The 16S regions are similar between related bacterial species, so to differentiate between them, further sequencing using the recombinase A (recA) primers of Mohkam et al. (2016) was performed. DNA was extracted from seven closely related Bacillus species, cultured on nutrient agar: B. megaterium, B. aryabhattai, B. altitudinis, B. flexus (from DSMZ, Germany) (https://www.dsmz.de/), B. subtilis, B. pumilis, and B. amyloliquefaciens (from SASA), using a chloroform-isopropanol method with Proteinase K added (20 mg/mL) (Reid et al. 2009). DNA from the ash samples was extracted at FR by freezing them in liquid nitrogen, then grinding in a Retsch mixer mill for 1 min using two 3 mm steel ball bearings, followed by a Qiagen Dneasy plant kit.

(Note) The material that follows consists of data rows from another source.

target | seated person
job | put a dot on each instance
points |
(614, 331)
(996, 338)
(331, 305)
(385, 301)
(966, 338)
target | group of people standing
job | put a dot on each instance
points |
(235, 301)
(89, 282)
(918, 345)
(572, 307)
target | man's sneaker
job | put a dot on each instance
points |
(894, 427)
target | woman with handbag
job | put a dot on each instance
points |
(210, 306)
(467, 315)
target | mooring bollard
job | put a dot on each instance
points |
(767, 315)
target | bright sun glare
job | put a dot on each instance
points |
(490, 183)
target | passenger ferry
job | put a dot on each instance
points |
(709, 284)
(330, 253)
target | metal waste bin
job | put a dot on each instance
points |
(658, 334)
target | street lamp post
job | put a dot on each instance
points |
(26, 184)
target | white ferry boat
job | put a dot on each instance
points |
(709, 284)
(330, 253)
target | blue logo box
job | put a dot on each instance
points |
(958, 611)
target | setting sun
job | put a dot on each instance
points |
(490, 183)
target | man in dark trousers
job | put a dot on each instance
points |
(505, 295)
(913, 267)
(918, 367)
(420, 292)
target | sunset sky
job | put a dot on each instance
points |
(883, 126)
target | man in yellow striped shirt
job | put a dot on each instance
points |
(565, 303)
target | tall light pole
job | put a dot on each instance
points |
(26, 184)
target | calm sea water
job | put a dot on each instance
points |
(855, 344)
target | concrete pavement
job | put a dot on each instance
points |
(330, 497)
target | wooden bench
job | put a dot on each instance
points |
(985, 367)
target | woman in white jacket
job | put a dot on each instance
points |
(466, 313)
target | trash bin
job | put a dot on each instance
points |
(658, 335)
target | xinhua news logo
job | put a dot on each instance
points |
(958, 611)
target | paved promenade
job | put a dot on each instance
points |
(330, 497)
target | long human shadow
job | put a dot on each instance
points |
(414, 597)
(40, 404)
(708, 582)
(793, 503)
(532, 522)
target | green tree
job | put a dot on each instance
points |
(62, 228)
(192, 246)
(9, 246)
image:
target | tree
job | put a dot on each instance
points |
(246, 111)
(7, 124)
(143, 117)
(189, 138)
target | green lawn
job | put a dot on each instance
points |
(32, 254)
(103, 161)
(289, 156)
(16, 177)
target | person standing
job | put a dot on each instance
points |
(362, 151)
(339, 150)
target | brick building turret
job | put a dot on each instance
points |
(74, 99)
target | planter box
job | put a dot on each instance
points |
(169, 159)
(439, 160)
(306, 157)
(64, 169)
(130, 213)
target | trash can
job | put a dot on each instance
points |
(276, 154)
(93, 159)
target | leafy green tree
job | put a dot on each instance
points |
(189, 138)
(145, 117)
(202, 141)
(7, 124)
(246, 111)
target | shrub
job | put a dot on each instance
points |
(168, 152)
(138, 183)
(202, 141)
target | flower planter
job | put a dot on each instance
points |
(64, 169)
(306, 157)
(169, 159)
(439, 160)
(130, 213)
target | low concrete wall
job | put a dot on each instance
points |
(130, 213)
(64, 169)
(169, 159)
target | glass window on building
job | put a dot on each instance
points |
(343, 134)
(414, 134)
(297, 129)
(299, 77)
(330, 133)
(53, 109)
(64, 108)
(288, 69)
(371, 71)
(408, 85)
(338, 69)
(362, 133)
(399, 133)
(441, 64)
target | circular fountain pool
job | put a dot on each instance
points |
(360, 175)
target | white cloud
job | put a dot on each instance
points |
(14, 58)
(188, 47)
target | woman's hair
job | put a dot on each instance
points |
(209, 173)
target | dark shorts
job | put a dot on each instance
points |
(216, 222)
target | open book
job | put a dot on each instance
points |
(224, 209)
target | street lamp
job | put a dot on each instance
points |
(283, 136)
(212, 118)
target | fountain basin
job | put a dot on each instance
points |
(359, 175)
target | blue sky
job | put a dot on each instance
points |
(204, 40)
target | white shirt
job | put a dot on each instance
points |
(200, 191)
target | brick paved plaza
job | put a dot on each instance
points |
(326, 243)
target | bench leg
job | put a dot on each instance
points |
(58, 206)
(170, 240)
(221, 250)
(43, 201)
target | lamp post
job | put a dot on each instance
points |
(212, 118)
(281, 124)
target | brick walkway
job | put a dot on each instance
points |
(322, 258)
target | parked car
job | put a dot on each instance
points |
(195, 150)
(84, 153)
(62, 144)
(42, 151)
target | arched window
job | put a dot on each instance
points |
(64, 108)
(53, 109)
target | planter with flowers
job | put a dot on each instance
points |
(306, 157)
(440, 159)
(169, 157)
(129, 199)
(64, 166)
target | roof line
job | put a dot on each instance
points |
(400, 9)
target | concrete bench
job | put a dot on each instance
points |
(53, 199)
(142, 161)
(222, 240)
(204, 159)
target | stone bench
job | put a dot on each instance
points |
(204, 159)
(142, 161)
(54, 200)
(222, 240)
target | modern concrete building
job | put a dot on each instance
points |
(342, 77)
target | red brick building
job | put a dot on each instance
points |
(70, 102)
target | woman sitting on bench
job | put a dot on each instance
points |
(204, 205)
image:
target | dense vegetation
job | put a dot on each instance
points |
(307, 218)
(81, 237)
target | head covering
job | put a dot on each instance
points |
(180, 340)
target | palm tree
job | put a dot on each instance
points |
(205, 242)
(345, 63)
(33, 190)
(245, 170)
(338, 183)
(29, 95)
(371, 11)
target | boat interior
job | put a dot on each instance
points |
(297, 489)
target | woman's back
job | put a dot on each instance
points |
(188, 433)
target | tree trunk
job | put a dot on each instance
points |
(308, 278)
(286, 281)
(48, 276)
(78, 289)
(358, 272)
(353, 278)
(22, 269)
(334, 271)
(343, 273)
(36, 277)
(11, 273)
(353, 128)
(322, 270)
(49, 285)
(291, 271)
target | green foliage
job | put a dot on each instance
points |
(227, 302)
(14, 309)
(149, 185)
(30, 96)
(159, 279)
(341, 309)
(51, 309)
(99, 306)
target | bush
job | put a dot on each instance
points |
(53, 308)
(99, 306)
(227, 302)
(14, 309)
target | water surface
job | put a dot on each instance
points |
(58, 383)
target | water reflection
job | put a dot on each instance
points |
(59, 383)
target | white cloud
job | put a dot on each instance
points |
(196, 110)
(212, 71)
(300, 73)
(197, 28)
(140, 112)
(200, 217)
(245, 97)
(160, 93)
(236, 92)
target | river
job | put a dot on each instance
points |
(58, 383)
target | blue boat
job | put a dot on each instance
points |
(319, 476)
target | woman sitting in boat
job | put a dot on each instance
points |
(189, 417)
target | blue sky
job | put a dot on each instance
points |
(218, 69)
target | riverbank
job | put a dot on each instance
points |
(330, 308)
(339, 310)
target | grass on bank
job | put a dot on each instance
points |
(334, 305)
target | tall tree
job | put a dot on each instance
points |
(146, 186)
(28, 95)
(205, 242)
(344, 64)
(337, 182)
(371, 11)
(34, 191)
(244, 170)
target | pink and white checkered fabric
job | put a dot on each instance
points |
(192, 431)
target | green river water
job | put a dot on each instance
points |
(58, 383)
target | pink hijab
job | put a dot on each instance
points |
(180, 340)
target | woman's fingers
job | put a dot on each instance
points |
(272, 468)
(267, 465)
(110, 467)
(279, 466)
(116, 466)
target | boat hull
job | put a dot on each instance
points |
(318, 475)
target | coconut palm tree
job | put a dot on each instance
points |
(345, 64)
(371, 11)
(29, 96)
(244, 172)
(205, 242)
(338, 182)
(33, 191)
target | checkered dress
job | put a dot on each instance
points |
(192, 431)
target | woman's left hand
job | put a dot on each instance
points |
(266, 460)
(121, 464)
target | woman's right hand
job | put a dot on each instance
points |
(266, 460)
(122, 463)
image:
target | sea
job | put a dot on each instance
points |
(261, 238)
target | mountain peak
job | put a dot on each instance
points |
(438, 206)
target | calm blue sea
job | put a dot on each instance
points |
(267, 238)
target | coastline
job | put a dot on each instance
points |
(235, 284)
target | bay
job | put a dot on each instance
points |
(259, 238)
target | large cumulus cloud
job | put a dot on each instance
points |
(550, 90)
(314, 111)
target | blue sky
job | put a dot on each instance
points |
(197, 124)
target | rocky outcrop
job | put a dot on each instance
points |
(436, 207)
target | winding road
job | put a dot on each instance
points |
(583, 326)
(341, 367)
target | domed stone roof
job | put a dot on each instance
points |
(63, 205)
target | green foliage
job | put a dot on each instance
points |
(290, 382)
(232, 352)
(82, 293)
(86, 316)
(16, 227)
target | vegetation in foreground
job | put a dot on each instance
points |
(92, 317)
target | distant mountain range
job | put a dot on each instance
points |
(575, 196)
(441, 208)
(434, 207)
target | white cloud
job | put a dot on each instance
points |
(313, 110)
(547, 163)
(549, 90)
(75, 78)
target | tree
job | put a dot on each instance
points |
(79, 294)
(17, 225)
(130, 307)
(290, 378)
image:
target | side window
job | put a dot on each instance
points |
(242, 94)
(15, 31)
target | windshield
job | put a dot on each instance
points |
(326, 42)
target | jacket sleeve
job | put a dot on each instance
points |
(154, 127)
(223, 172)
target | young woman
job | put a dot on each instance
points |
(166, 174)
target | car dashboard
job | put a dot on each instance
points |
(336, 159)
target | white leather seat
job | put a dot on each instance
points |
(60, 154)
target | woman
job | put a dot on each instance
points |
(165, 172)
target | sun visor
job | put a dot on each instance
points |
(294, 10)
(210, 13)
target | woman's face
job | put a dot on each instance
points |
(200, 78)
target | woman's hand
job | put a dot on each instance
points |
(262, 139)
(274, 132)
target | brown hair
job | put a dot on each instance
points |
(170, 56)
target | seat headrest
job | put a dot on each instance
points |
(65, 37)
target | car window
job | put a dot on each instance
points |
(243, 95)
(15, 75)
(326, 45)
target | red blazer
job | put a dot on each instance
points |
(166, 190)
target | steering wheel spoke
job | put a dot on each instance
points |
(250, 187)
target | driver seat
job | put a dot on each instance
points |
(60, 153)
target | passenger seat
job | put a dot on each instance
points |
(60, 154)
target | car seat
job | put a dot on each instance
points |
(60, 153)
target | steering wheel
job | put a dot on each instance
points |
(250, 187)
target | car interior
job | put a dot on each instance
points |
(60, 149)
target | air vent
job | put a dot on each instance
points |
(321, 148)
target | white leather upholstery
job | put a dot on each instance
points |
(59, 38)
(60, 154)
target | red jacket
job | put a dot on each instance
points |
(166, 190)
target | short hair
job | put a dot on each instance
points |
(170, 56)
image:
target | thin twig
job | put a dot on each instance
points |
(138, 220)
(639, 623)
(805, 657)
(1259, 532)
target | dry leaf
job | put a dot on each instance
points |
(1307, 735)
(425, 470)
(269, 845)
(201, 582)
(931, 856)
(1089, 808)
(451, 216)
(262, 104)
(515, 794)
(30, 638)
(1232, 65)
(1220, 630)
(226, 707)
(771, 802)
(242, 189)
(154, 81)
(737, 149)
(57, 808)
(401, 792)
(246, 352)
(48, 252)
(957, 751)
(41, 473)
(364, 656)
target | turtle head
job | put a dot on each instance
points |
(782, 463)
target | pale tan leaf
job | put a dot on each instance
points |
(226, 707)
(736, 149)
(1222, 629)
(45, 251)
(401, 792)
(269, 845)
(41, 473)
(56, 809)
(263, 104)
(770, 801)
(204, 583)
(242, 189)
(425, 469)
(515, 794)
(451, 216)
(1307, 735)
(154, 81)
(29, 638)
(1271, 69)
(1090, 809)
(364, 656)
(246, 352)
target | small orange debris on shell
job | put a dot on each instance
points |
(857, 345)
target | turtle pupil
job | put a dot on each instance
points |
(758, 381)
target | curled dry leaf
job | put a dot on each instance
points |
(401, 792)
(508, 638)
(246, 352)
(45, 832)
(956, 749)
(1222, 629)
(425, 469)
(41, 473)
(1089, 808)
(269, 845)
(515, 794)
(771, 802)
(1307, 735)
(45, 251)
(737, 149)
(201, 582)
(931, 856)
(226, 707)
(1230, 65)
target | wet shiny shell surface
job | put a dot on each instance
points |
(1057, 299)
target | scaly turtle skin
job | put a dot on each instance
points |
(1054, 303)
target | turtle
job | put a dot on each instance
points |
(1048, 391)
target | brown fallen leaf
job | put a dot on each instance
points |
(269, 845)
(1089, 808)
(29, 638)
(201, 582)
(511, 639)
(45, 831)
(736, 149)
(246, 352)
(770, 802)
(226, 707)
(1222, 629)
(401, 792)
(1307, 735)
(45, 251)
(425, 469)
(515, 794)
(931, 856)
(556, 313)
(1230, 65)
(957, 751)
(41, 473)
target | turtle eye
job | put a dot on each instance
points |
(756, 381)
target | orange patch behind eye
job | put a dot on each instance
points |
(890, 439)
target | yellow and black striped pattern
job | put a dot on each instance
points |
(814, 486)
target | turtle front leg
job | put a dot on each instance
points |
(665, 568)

Based on the resulting recA sequences, new sets of primers and probes were designed for regions with high inter-species polymorphism, following criteria from Integrated DNA Technologies (IDT) using Geneious 9.1.8, and tested for their specificity to the contaminant (Table 2 in Appendix). Primers/probes sets were ordered from Eurofins Genomics (Reporter: FAM; Quencher: BHQ). In vitro real-time PCR assays were performed to validate these primers/probes, using a final primer concentration of 0.5 μM and a standard qPCR cycle (on 7900 HT Fast Real-time PCR System, Applied Biosystems, Life technologies), with a 2-min hold at 50 oC, an initialisation for 10 min at 95 oC, followed by 40 cycles of denaturation at 95 oC for 15 s and annealing/extension at 60 oC for 60 s.
Validation tests were performed to assess the quality of the primers, with each set of primers/probes tested against the seven Bacillus species, along with monitoring the effect of diluting the DNA extracts: 0.05 ng, 0.1 ng, 0.5 ng, 1 ng, and 5 ng after quantifying DNA samples on a Nanodrop (NanoDrop-1000 Spectrophotometer, Thermo-Fisher Scientific UK Limited). All DNA samples were tested with the newly designed primers/probes using two qPCR machines: QuantStudio Flex 6 and 7900 HT (Fast Real-time PCR System), both by Applied Biosystems (Life technologies). Finally, the origin of the samples was tested by evaluating amplification of leaf DNA extracts from five trees plus and 6 seeds from ash trees growing in the Bush Estate near FR-NRS, as well as from ash shoot cultures, representing a variety of contamination states. To validate the recA primers as a PCR tool for contamination identification, DNA samples from known contaminated shoot cultures were diluted (1:100) before being re-tested. The PCR primers of Nayak et al. (2013) for amplifying the PhaC gene were tested twice against the seven Bacillus species investigated. Additional data about the PCR conditions used can be found via the public data repository site Zenodo, which can be accessed via the link https://doi.org/10.5281/zenodo.6037429. The presence of the contaminating bacteria in the plant samples tested by these means was simply scored in a ‘plus’ or ‘minus’ manner, without any attempt being made to use the PCR methods so deployed to quantify their presence in the samples. All the shoots of an individual clone were considered as being ‘contaminated’, even if only one shoot within a clonal batch was observed to be affected.